After an approach walk in bright autumn sunshine at an altitude of 2,300 meters, it was time to put on a jacket and hat. Like a frozen river flowing from the Jungfrau and Mönch peaks in the distance, the glacier occupies the entire width of the narrow valley. The wind rushing through this corridor quickly freezes you to the ground. Next, put on gloves to prevent injuries from sharp ice in case of a fall. You also need crampons to grip the ground, which becomes as slippery as an ice rink. Finally, rope up with fellow companions, as side-stepping is not a good idea.
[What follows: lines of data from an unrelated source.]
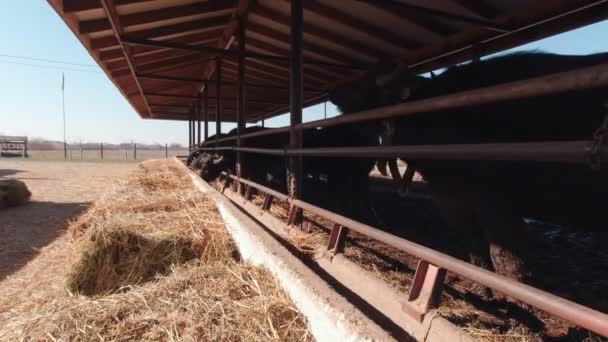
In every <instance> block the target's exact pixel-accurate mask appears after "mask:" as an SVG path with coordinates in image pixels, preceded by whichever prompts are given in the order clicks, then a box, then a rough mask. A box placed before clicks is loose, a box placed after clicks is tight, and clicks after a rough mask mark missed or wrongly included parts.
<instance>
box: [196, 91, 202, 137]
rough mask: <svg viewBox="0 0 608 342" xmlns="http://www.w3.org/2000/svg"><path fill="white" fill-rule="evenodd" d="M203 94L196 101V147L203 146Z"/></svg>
mask: <svg viewBox="0 0 608 342" xmlns="http://www.w3.org/2000/svg"><path fill="white" fill-rule="evenodd" d="M201 117H202V115H201V94H198V99H196V124H197V131H198V132H197V133H196V147H200V146H201V138H202V134H201V133H202V132H201Z"/></svg>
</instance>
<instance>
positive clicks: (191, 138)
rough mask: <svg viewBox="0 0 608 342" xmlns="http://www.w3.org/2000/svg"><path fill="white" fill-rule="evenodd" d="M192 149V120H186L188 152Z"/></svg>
mask: <svg viewBox="0 0 608 342" xmlns="http://www.w3.org/2000/svg"><path fill="white" fill-rule="evenodd" d="M190 148H192V119H188V150H190Z"/></svg>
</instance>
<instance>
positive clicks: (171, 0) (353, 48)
mask: <svg viewBox="0 0 608 342" xmlns="http://www.w3.org/2000/svg"><path fill="white" fill-rule="evenodd" d="M48 1H49V3H50V4H51V6H52V7H53V8H54V9H55V11H56V12H57V13H58V14H59V15H60V16H61V17H62V18H63V20H64V21H65V22H66V24H67V25H68V26H69V27H70V29H71V30H72V31H73V32H74V34H75V35H76V36H77V37H78V39H79V40H80V41H81V43H82V44H83V45H84V46H85V48H86V49H87V50H88V51H89V53H90V54H91V56H93V58H94V59H95V60H96V61H97V63H98V64H99V65H100V66H101V67H102V69H103V70H104V71H105V73H106V74H107V75H108V77H109V78H110V79H111V80H112V82H114V84H115V85H116V87H118V89H119V90H120V91H121V93H122V94H123V95H124V96H125V98H126V99H127V100H128V101H129V103H131V105H132V106H133V108H135V110H136V111H137V113H139V115H140V116H141V117H142V118H151V119H171V120H188V119H189V118H190V114H189V113H190V111H191V108H192V106H193V103H195V101H197V97H198V95H199V93H200V92H201V90H202V89H204V87H205V86H206V84H209V85H211V86H209V87H208V95H209V96H210V98H213V97H214V96H215V92H216V89H215V86H214V84H215V83H213V82H209V80H212V79H213V77H214V75H215V65H216V64H215V59H216V57H217V56H218V53H219V52H218V51H219V50H220V49H221V50H225V52H222V55H223V56H224V57H225V58H224V62H223V63H222V74H223V77H222V81H223V82H222V96H223V100H222V101H223V102H222V103H223V108H224V114H223V117H222V121H235V118H236V94H237V88H236V83H235V81H236V79H237V62H236V58H232V57H234V56H236V54H234V52H236V50H235V49H236V38H235V33H236V28H237V24H236V22H237V17H238V16H246V17H247V29H246V46H247V52H248V54H249V55H248V58H247V71H246V79H247V115H246V120H247V121H257V120H259V119H261V118H269V117H272V116H274V115H278V114H281V113H284V112H286V111H287V110H288V102H289V65H288V61H287V59H285V58H281V57H287V56H288V54H289V29H290V14H289V9H290V6H289V1H288V0H257V1H255V0H206V1H201V0H153V1H150V0H48ZM303 4H304V25H303V39H304V43H303V58H304V97H305V104H314V103H318V102H322V101H324V100H325V99H326V94H327V91H328V90H329V89H331V88H332V86H334V85H335V84H337V83H340V82H343V81H345V80H348V79H351V78H353V77H355V76H356V75H357V74H359V73H361V72H363V71H364V70H366V69H369V68H370V67H371V66H372V65H374V64H376V63H378V62H379V61H387V60H391V61H395V62H402V63H405V64H406V65H408V66H410V67H411V68H412V69H414V70H416V71H428V70H433V69H436V68H439V67H442V66H445V65H449V64H453V63H455V62H459V61H464V60H467V59H470V58H471V57H473V56H477V55H485V54H488V53H492V52H496V51H500V50H504V49H507V48H510V47H513V46H517V45H520V44H523V43H525V42H529V41H532V40H536V39H540V38H544V37H547V36H550V35H553V34H556V33H560V32H564V31H567V30H570V29H573V28H576V27H580V26H583V25H586V24H590V23H593V22H597V21H600V20H604V19H606V18H608V1H607V0H602V1H598V0H595V1H590V0H552V1H535V0H424V1H420V0H398V1H397V0H373V1H360V0H340V1H334V0H304V1H303ZM269 55H270V56H269ZM209 103H210V107H209V119H210V120H214V119H215V101H209Z"/></svg>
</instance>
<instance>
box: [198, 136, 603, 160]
mask: <svg viewBox="0 0 608 342" xmlns="http://www.w3.org/2000/svg"><path fill="white" fill-rule="evenodd" d="M593 144H594V142H593V141H590V140H581V141H544V142H531V143H500V144H452V145H443V144H442V145H398V146H360V147H324V148H302V149H289V148H284V149H270V148H255V147H234V146H224V147H203V148H201V150H203V151H218V150H219V151H240V152H248V153H258V154H266V155H274V156H282V157H287V156H306V157H328V158H329V157H343V158H391V157H406V158H408V159H428V160H492V161H535V162H561V163H587V162H589V157H590V156H591V151H592V146H593ZM599 153H600V155H599V157H600V158H601V159H604V160H605V158H608V150H606V149H603V150H600V152H599Z"/></svg>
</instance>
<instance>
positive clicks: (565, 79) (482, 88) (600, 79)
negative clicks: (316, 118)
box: [220, 63, 608, 142]
mask: <svg viewBox="0 0 608 342" xmlns="http://www.w3.org/2000/svg"><path fill="white" fill-rule="evenodd" d="M601 86H608V64H607V63H604V64H599V65H596V66H592V67H587V68H582V69H578V70H573V71H567V72H560V73H555V74H551V75H546V76H541V77H536V78H530V79H527V80H521V81H516V82H509V83H503V84H499V85H495V86H490V87H485V88H479V89H474V90H467V91H463V92H458V93H455V94H450V95H443V96H438V97H433V98H428V99H424V100H416V101H409V102H403V103H399V104H395V105H391V106H386V107H379V108H374V109H370V110H365V111H362V112H357V113H352V114H348V115H339V116H336V117H333V118H330V119H321V120H315V121H310V122H306V123H302V124H300V125H297V126H296V129H311V128H317V127H332V126H338V125H344V124H353V123H358V122H364V121H373V120H380V119H390V118H395V117H402V116H407V115H412V114H417V113H424V112H435V111H441V110H448V109H456V108H462V107H467V106H473V105H481V104H488V103H495V102H500V101H507V100H515V99H522V98H527V97H534V96H542V95H550V94H557V93H563V92H568V91H577V90H583V89H590V88H597V87H601ZM288 131H289V127H279V128H273V129H268V130H264V131H259V132H255V133H249V134H243V135H241V139H247V138H251V137H256V136H263V135H273V134H280V133H285V132H288ZM235 139H236V137H226V138H222V139H220V141H221V142H224V141H230V140H235Z"/></svg>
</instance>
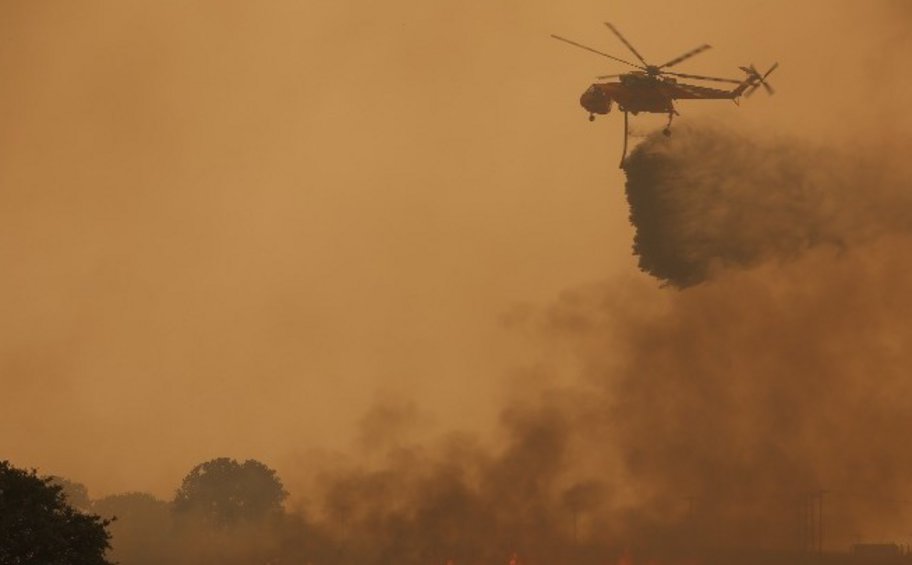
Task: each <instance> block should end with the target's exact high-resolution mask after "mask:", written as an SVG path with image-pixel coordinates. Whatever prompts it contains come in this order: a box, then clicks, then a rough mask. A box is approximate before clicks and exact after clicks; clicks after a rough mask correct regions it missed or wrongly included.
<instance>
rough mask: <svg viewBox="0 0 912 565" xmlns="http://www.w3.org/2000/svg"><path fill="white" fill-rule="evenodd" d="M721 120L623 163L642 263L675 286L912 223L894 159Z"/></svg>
mask: <svg viewBox="0 0 912 565" xmlns="http://www.w3.org/2000/svg"><path fill="white" fill-rule="evenodd" d="M748 135H749V134H746V133H742V134H738V133H735V132H733V131H731V130H729V129H725V128H723V127H721V126H718V125H716V126H710V125H707V124H702V123H701V124H695V125H690V126H685V127H684V128H679V131H678V132H677V134H676V135H675V136H674V138H673V139H668V138H665V137H664V136H661V135H653V136H651V137H649V138H648V139H647V140H646V141H645V142H644V143H642V144H641V145H639V146H638V147H637V148H636V149H635V150H634V151H633V153H632V154H631V155H630V156H629V157H628V159H627V160H626V161H625V167H624V169H625V171H626V173H627V200H628V201H629V203H630V215H631V221H632V222H633V224H634V226H635V228H636V234H635V236H634V253H635V254H637V255H639V263H640V268H641V269H643V270H644V271H646V272H648V273H650V274H651V275H653V276H655V277H657V278H659V279H661V280H663V281H667V282H669V283H671V284H673V285H675V286H679V287H684V286H690V285H693V284H696V283H699V282H702V281H703V280H705V279H706V278H708V277H710V275H711V271H713V270H724V269H729V268H736V267H745V266H751V265H756V264H758V263H761V262H764V261H769V260H774V259H777V260H783V261H784V260H789V259H794V258H795V257H797V256H798V255H800V254H801V253H803V252H805V251H807V250H809V249H813V248H815V247H818V246H830V247H835V248H844V247H846V246H848V245H852V244H856V243H862V242H866V241H869V240H871V239H872V238H876V237H877V236H879V235H883V234H890V233H907V232H909V230H910V228H912V195H910V193H909V190H908V187H909V179H908V177H903V176H900V175H899V174H898V170H899V166H900V165H901V163H898V162H896V159H897V158H898V155H897V156H894V155H893V154H890V153H887V154H883V153H873V152H871V151H870V150H869V149H868V148H864V147H863V148H860V149H859V152H860V153H861V155H862V156H856V155H852V154H849V153H847V152H846V151H840V150H835V149H828V148H815V147H814V146H812V145H810V144H807V143H802V142H799V141H796V140H785V139H779V140H775V141H773V140H767V139H762V138H761V139H760V140H758V139H756V137H749V136H748Z"/></svg>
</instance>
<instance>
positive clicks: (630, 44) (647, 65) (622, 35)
mask: <svg viewBox="0 0 912 565" xmlns="http://www.w3.org/2000/svg"><path fill="white" fill-rule="evenodd" d="M605 25H606V26H608V29H610V30H611V31H613V32H614V35H616V36H618V39H620V40H621V43H623V44H624V45H626V46H627V49H630V51H631V52H632V53H633V54H634V55H636V56H637V59H639V60H640V62H641V63H643V66H644V67H648V66H649V63H647V62H646V60H645V59H643V56H642V55H640V54H639V52H638V51H637V50H636V49H634V48H633V45H631V44H630V42H629V41H627V40H626V39H624V36H623V35H621V32H619V31H618V30H617V28H616V27H614V26H613V25H611V24H609V23H608V22H605Z"/></svg>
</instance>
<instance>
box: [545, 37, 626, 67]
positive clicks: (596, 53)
mask: <svg viewBox="0 0 912 565" xmlns="http://www.w3.org/2000/svg"><path fill="white" fill-rule="evenodd" d="M551 37H553V38H554V39H557V40H558V41H563V42H564V43H569V44H570V45H573V46H576V47H579V48H580V49H585V50H586V51H591V52H593V53H595V54H596V55H601V56H602V57H608V58H609V59H612V60H614V61H617V62H619V63H624V64H625V65H630V66H631V67H636V68H638V69H642V68H643V67H641V66H639V65H635V64H633V63H631V62H630V61H625V60H623V59H619V58H617V57H615V56H614V55H609V54H608V53H602V52H601V51H599V50H597V49H593V48H592V47H586V46H585V45H582V44H580V43H577V42H575V41H570V40H569V39H566V38H564V37H561V36H559V35H554V34H553V33H552V34H551Z"/></svg>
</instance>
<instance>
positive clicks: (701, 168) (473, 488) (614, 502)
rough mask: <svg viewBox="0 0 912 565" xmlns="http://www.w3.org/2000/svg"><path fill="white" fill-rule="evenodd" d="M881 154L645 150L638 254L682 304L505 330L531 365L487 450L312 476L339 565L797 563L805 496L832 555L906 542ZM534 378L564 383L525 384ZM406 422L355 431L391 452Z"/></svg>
mask: <svg viewBox="0 0 912 565" xmlns="http://www.w3.org/2000/svg"><path fill="white" fill-rule="evenodd" d="M881 149H884V148H883V147H881ZM889 155H890V153H882V154H880V155H874V154H865V155H862V156H853V155H850V154H847V153H844V152H840V151H837V150H834V149H820V148H815V147H813V146H812V145H809V144H807V143H799V142H796V141H791V140H770V139H755V138H751V137H748V136H745V135H742V134H737V133H734V132H731V131H727V130H725V129H723V128H720V127H707V128H701V129H697V128H691V129H683V130H681V131H679V132H677V134H676V136H675V137H674V138H672V139H670V140H668V139H665V138H663V137H658V136H657V137H652V138H649V139H647V140H646V142H645V143H644V144H643V145H641V146H640V147H639V148H637V150H636V151H635V152H634V153H633V154H632V155H631V157H630V159H629V162H628V167H627V174H628V186H627V190H628V197H629V199H630V204H631V217H632V219H633V222H634V224H635V225H636V227H637V239H636V244H635V249H636V251H637V253H638V254H639V255H640V259H641V265H642V266H643V268H644V270H646V271H648V272H650V273H652V274H653V275H655V276H656V277H658V278H660V279H662V280H664V281H666V282H668V283H669V284H671V285H674V286H677V287H692V288H688V289H687V290H685V291H682V292H668V291H665V290H661V289H655V288H651V287H650V285H645V284H643V281H640V280H637V281H636V282H623V281H615V282H612V283H606V284H603V285H593V286H589V287H586V288H582V289H579V290H576V291H567V292H565V293H564V294H563V295H562V296H561V298H560V300H559V301H558V303H557V304H555V305H554V306H553V307H551V308H549V309H547V310H546V311H543V312H538V313H529V312H525V311H524V312H523V313H522V314H521V315H518V316H516V317H511V323H513V324H520V325H522V324H526V325H528V327H531V328H533V329H534V330H535V331H533V332H531V335H537V336H538V337H539V338H540V340H541V342H540V343H536V344H535V345H536V348H535V349H536V350H537V351H539V352H540V356H541V359H539V360H537V363H533V364H532V365H531V366H530V367H529V369H528V370H529V375H530V377H529V378H527V379H525V380H523V379H518V380H517V381H516V386H517V387H519V388H520V389H521V390H519V391H517V394H516V398H520V397H521V398H526V399H527V400H525V401H522V402H519V401H515V402H514V403H513V404H512V405H511V406H510V407H509V408H508V409H507V410H505V412H504V419H503V424H504V426H503V430H504V433H505V434H506V441H505V442H504V444H503V446H502V447H501V448H500V449H486V448H483V447H482V446H480V445H477V444H475V443H473V442H471V441H468V440H466V439H465V438H457V439H451V440H448V441H445V442H442V443H441V444H440V445H437V446H436V447H427V446H425V447H417V446H416V445H414V444H401V445H400V446H399V447H398V448H396V447H395V444H396V442H395V441H393V442H388V441H382V440H381V439H380V438H377V437H372V439H371V441H370V443H371V444H373V445H385V446H387V447H389V454H390V455H389V457H388V459H387V461H386V463H385V464H383V465H380V466H377V467H372V468H359V467H357V466H355V467H352V468H349V469H344V470H335V471H333V472H331V473H328V474H326V475H324V477H323V481H322V482H321V484H320V487H321V488H320V489H318V492H319V493H320V494H318V495H317V496H316V497H315V500H316V501H317V504H315V509H318V510H319V511H318V512H317V513H316V515H318V516H322V518H321V523H322V524H323V527H324V528H325V529H326V531H327V532H328V533H329V534H328V535H329V536H330V538H331V539H333V540H334V543H335V544H336V547H338V548H340V549H339V551H340V552H342V554H344V558H342V559H340V560H341V561H348V562H359V563H384V562H389V561H391V560H393V559H395V560H397V561H398V562H402V563H428V562H430V563H433V562H440V563H445V562H446V560H447V559H453V560H454V561H455V562H456V563H498V562H500V563H505V562H506V560H507V557H508V556H509V555H510V554H511V553H512V552H513V551H516V552H518V553H519V554H520V556H521V557H523V558H525V561H523V562H524V563H550V562H560V561H564V562H575V563H604V562H617V560H618V558H619V556H621V555H623V554H624V553H625V552H626V551H631V552H632V554H633V555H634V556H636V560H637V561H638V562H639V561H641V560H648V559H657V560H659V561H660V562H666V563H667V562H671V563H678V562H686V560H688V559H691V558H699V560H700V561H701V562H703V563H716V562H725V561H720V560H721V559H722V558H721V557H719V556H720V555H722V554H723V553H720V552H727V551H728V552H730V551H748V550H750V551H753V552H755V555H757V554H759V553H757V552H761V551H777V552H793V553H791V554H789V555H791V557H789V558H786V557H780V558H779V560H778V561H777V562H778V563H793V562H801V560H802V559H803V557H802V556H801V554H800V552H798V550H799V549H801V548H802V547H803V546H804V545H806V544H807V540H806V539H805V540H802V535H801V508H802V504H803V501H805V502H806V501H807V500H809V496H811V494H812V493H819V492H821V491H826V494H825V495H824V497H825V508H826V510H825V512H826V520H827V522H826V524H827V526H826V537H825V545H826V547H828V548H831V549H847V548H848V547H849V546H850V545H851V544H852V543H854V542H857V541H860V540H861V541H865V540H867V541H870V540H875V541H880V540H885V539H886V540H893V541H905V539H906V538H900V539H899V540H897V539H896V536H897V534H898V531H901V528H900V526H899V525H901V524H903V523H905V520H907V519H908V518H909V517H910V514H912V512H910V510H912V507H909V505H907V504H906V503H904V502H903V501H904V500H908V499H909V497H910V496H912V451H910V450H909V449H908V448H907V446H906V441H905V437H906V434H907V433H908V430H912V383H910V381H909V380H908V379H907V378H906V377H905V372H906V370H907V368H908V367H909V366H910V365H912V351H909V350H907V348H906V347H905V344H908V343H912V324H910V323H909V322H908V320H910V319H912V294H910V293H909V292H908V289H909V288H912V266H910V265H909V263H908V262H907V260H906V258H907V257H908V256H909V255H910V254H912V230H910V228H912V198H910V196H909V195H910V194H912V189H910V187H912V183H909V182H908V180H907V179H908V178H909V177H908V176H904V175H905V171H906V170H907V169H908V167H905V166H903V165H901V164H900V163H898V162H896V160H894V159H892V158H890V157H889ZM698 283H701V284H698ZM514 318H516V319H514ZM544 373H554V375H555V378H554V379H553V380H550V381H549V379H548V378H547V377H546V376H544V375H543V374H544ZM558 374H560V376H557V375H558ZM547 382H564V383H574V384H571V385H565V386H562V387H558V386H551V387H550V388H549V387H544V390H543V391H542V394H541V396H540V397H536V396H535V395H533V394H530V391H529V390H527V387H530V388H532V387H539V386H541V385H540V383H547ZM533 383H535V384H533ZM528 399H533V400H528ZM400 412H401V413H397V412H396V410H391V409H390V408H387V409H384V410H383V411H380V412H377V413H376V414H374V415H373V416H372V418H371V419H370V422H373V424H372V425H371V429H376V430H381V429H384V428H386V427H387V426H385V425H381V424H382V423H384V422H389V423H391V424H395V425H390V426H389V428H390V431H389V434H390V435H391V436H392V437H402V426H404V425H405V426H407V424H408V423H409V422H414V421H415V417H414V414H413V408H408V407H401V410H400ZM380 416H383V417H382V418H380ZM713 555H714V556H715V557H712V556H713ZM742 557H743V555H742ZM730 561H731V560H730ZM730 561H729V562H730ZM734 561H738V559H734Z"/></svg>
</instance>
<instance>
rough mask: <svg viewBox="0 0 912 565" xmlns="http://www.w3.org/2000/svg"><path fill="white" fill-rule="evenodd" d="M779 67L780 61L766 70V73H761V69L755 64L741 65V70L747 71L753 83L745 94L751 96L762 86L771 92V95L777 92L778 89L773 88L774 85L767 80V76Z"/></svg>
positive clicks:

When seen from above, the Aletsch giant may appear as flat as it is serene, but its terrain is, in reality, tumultuous, going from hollows to humps, from thin plunging edges to plateaus, and from recesses to ridges. Invisible crevasses cut through its 300-meter thickness here. The roped party cautiously navigated this new world. "It's another planet," said 57-year-old Alexandra Peclat, one of the group. Despite often following her paragliding husband up the Valais slopes, she was moved to tears by her first experience of this extraordinary natural space, which she had admired from a distance many times.
From every direction, there were sounds of crunching and cracking. The natural silence was also punctured with the muffled, rolling sound of water flowing somewhere beneath the crampons. This soundtrack was not unrelated to the emotion that gripped the day's explorers. Indeed, like all the glaciers in the Alps, the Aletsch Glacier was melting due to global warming. The Swiss giant formed 24,000 years ago when the entire Rhône valley and the side valleys of the Valais were covered by an enormous ice cap, with only the highest peaks – the 4,000-meter peaks the region is famous for – emerging like arrowheads.
For thousands of years, a meter of fresh snow has fallen at the top, frozen and then thawed several times, forming a centimeter of ice in the space of 10 years. Gravity then sets this ice in motion downstream, like honey on toast, at a speed of 200 meters a year. This perpetual movement carries summit rocks downward, creating moraines – long stripes cutting through the icy expanse and shaping this majestic landscape. This giant once thrived so well that it threatened meadows and pastures. At the end of the 17th century, Fiesch residents in the valley made a wish to "banish the glacier" and prayed to Pope Innocent XI to stop its advance.